On Monday, the Armenian Primate in the UK and Ireland, Bishop Hovakim Manukyan, sent a letter to Sir Keir Starmer. It was signed by eight other church leaders, including the Bishops of Winchester, Southwark, and Leeds.
The letter says: “Following the forced displacement of 120,000 Armenians from Artsakh (Nagorno-Karabakh) in 2023 [News, 13 October 2023], Azerbaijan has arbitrarily arrested, imprisoned, and indicted on the basis of fabricated charges, twenty-three Artsakh government officials and prisoners of war, as well as civilians. These individuals are now being tried in violation of all basic principles of fair trial.”
The letter refers to Ruben Vardanyan, a former State Minister of Artsakh, who has been imprisoned since September 2023, and who has been on hunger strike for more than 20 days. Mr Vardanyan has been charged with “offenses under the Criminal Code of the Republic of Azerbaijan”, Azerbaijani state media report.

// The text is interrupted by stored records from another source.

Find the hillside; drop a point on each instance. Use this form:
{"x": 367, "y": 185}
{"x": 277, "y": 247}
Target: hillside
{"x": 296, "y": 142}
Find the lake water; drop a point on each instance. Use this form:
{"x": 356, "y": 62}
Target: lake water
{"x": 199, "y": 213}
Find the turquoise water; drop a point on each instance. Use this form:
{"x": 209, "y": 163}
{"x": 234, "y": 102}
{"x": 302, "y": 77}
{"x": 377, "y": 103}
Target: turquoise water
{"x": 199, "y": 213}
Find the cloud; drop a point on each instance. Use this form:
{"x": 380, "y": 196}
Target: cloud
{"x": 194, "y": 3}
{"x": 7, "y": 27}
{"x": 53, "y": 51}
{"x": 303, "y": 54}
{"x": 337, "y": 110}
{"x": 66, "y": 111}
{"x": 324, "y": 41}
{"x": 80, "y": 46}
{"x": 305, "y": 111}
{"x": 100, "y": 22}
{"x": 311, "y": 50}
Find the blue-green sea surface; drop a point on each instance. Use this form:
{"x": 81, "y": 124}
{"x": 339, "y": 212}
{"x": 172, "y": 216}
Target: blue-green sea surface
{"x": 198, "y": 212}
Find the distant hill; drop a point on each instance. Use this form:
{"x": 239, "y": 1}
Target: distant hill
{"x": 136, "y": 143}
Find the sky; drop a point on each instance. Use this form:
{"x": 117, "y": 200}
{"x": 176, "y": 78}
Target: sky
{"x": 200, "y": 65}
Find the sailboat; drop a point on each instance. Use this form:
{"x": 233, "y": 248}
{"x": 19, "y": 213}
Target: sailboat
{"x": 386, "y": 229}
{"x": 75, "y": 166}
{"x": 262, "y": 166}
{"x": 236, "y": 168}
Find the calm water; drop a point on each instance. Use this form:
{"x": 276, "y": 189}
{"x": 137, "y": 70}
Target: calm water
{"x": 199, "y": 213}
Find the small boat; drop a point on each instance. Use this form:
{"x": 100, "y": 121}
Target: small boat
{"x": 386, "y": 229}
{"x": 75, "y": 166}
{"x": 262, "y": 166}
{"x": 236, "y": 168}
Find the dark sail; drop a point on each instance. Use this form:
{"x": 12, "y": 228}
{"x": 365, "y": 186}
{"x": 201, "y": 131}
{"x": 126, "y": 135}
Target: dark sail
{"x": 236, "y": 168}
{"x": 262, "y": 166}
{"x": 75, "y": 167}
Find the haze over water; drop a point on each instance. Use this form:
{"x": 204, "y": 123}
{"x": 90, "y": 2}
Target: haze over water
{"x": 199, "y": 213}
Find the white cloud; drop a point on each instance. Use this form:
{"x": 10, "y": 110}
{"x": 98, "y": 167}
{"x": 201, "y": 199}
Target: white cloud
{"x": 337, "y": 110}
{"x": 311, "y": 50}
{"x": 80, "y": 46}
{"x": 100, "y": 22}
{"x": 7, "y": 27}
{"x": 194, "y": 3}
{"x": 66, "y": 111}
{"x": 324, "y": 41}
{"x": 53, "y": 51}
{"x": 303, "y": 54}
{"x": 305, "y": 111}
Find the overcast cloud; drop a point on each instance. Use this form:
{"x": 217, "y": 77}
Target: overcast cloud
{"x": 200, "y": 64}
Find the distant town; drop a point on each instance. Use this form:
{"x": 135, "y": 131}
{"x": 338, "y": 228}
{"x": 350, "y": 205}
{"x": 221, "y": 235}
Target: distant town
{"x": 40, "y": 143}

Writing on the Church Times website this week, Paul Polman, who chairs the Saïd Business School and is vice-chair of the UN Global Compact, writes: “For almost 550 days, he [Mr Vardanyan] has endured imprisonment far from family and friends, his health deteriorating with each passing hour. Showing visible signs of torture and facing a secret military trial, he continues to be punished for one ‘crime’: helping fellow Armenian Christians in their ancestral homeland.”
Mr Polman writes that Britain and other Western nations have been agreeing “energy partnerships with Azerbaijan” while “turning a blind eye to these atrocities”. “The imprisonment of Ruben and 22 other Armenian leaders represents a failure of moral courage that should trouble every Christian conscience,” he says.
The religious leaders’ letter says that Azerbaijan has cracked down on “transparency and humanitarian relief” by suspending the BBC’s operations, “silencing independent journalism”, and expelling the International Committee of the Red Cross, “the only organization providing humanitarian aid and the only lifeline to detainees”.
The letter urges Sir Keir “to take decisive action and call for the immediate release of the detainees”, and “to urge Azerbaijan to comply with its international obligations”.